In [148]:
from scipy.io import arff
import pandas as pd
import math
import operator

data = arff.loadarff('trainProdSelection.arff')
training_set = pd.DataFrame(data[0])

data = arff.loadarff('testProdSelection.arff')
testing_set = pd.DataFrame(data[0])

training_set.head()

Unnamed: 0,Type,LifeStyle,Vacation,eCredit,salary,property,label
0,b'student',b'spend>saving',6.0,40.0,13.62,3.2804,b'C1'
1,b'student',b'spend>saving',11.0,21.0,15.32,2.0232,b'C1'
2,b'student',b'spend>saving',7.0,64.0,16.55,3.1202,b'C1'
3,b'student',b'spend>saving',3.0,47.0,15.71,3.4022,b'C1'
4,b'student',b'spend>saving',15.0,10.0,16.96,2.2825,b'C1'


In [149]:
testing_set.head()

Unnamed: 0,Type,LifeStyle,Vacation,eCredit,salary,property,label
0,b'student',b'spend<saving',12.0,19.0,14.79,3.7697,b'C1'
1,b'student',b'spend>>saving',29.0,10.0,16.19,2.4839,b'C1'
2,b'student',b'spend<<saving',28.0,60.0,15.46,1.1885,b'C1'
3,b'engineer',b'spend>saving',15.0,41.0,21.26,1.4379,b'C1'
4,b'librarian',b'spend<saving',2.0,9.0,19.7207,0.6913,b'C1'


In [150]:
pd.DataFrame(data[0]).dtypes

Type          object
LifeStyle     object
Vacation     float64
eCredit      float64
salary       float64
property     float64
label         object
dtype: object

<h1>Training set pre-processing</h1>

In [151]:
training_set.Type = training_set.Type.str.decode("UTF-8")
training_set.LifeStyle = training_set.LifeStyle.str.decode("UTF-8")
training_set.label = training_set.label.str.decode("UTF-8")

In [152]:
minValue = training_set.Vacation.min()
maxValue = training_set.Vacation.max()
training_set.Vacation = training_set.Vacation.apply(lambda x:(x-minValue)/(maxValue-minValue))

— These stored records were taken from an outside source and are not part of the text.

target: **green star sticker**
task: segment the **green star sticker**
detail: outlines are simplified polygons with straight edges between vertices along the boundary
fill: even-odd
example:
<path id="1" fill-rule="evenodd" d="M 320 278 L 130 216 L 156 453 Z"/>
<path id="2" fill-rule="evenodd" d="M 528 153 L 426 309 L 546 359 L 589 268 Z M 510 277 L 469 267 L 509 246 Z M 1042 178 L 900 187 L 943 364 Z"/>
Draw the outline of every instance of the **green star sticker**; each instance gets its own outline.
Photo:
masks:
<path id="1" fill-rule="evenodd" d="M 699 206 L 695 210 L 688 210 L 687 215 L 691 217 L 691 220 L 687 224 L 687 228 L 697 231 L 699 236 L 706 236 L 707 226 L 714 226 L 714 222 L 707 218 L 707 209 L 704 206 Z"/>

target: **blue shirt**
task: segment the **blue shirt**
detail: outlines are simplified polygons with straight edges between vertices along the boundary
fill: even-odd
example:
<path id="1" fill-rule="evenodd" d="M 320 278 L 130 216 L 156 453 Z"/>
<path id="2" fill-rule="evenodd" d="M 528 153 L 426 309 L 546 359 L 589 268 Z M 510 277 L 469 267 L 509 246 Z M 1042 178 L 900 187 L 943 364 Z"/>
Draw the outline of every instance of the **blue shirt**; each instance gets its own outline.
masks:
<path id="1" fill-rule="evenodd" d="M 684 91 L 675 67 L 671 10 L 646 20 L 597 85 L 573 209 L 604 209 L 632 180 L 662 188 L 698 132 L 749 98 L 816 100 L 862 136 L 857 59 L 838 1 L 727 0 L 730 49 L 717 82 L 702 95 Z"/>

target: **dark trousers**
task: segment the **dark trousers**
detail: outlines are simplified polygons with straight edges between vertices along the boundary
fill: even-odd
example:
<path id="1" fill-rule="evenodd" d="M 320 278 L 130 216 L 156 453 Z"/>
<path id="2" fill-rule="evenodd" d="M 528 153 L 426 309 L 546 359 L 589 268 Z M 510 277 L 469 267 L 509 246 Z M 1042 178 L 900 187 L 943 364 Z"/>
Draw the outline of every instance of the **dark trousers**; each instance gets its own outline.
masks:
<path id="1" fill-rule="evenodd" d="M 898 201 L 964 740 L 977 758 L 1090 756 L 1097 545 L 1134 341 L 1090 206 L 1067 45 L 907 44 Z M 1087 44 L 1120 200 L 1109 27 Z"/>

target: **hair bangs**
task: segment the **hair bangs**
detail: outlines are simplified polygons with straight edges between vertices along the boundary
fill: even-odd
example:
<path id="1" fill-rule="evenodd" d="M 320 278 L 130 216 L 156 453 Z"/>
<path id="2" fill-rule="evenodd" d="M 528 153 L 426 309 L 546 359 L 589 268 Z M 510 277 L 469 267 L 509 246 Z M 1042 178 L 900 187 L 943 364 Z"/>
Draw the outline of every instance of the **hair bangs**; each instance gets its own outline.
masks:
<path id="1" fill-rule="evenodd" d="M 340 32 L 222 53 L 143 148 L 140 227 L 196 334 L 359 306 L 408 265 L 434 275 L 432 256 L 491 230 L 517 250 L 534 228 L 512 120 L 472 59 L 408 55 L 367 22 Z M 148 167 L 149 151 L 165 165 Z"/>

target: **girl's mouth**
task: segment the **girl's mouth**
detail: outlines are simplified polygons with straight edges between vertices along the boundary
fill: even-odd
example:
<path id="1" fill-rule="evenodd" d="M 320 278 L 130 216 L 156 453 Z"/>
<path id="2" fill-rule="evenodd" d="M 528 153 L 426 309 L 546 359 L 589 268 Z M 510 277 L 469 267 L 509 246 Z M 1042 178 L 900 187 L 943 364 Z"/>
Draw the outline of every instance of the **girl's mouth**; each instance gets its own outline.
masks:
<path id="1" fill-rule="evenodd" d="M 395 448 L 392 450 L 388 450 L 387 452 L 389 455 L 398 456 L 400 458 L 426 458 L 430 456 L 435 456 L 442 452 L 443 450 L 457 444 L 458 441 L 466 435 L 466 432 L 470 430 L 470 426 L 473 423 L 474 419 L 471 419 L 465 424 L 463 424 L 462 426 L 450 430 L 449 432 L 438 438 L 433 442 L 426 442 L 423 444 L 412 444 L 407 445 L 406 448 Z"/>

minValue = training_set.eCredit.min()
maxValue = training_set.eCredit.max()
training_set.eCredit = training_set.eCredit.apply(lambda x:(x-minValue)/(maxValue-minValue))

minValue = training_set.salary.min()
maxValue = training_set.salary.max()
training_set.salary = training_set.salary.apply(lambda x:(x-minValue)/(maxValue-minValue))

minValue = training_set.property.min()
maxValue = training_set.property.max()
training_set.property = training_set.property.apply(lambda x:(x-minValue)/(maxValue-minValue))

<h1>Training set pre-processing done</h1>

<h1>Testing set pre-processing</h1>

In [153]:
testing_set.Type=testing_set.Type.str.decode("UTF-8")
testing_set.LifeStyle=testing_set.LifeStyle.str.decode("UTF-8")
testing_set.label=testing_set.label.str.decode("UTF-8")

In [154]:
minValue = testing_set.Vacation.min()
maxValue = testing_set.Vacation.max()
testing_set.Vacation = testing_set.Vacation.apply(lambda x:(x-minValue)/(maxValue-minValue))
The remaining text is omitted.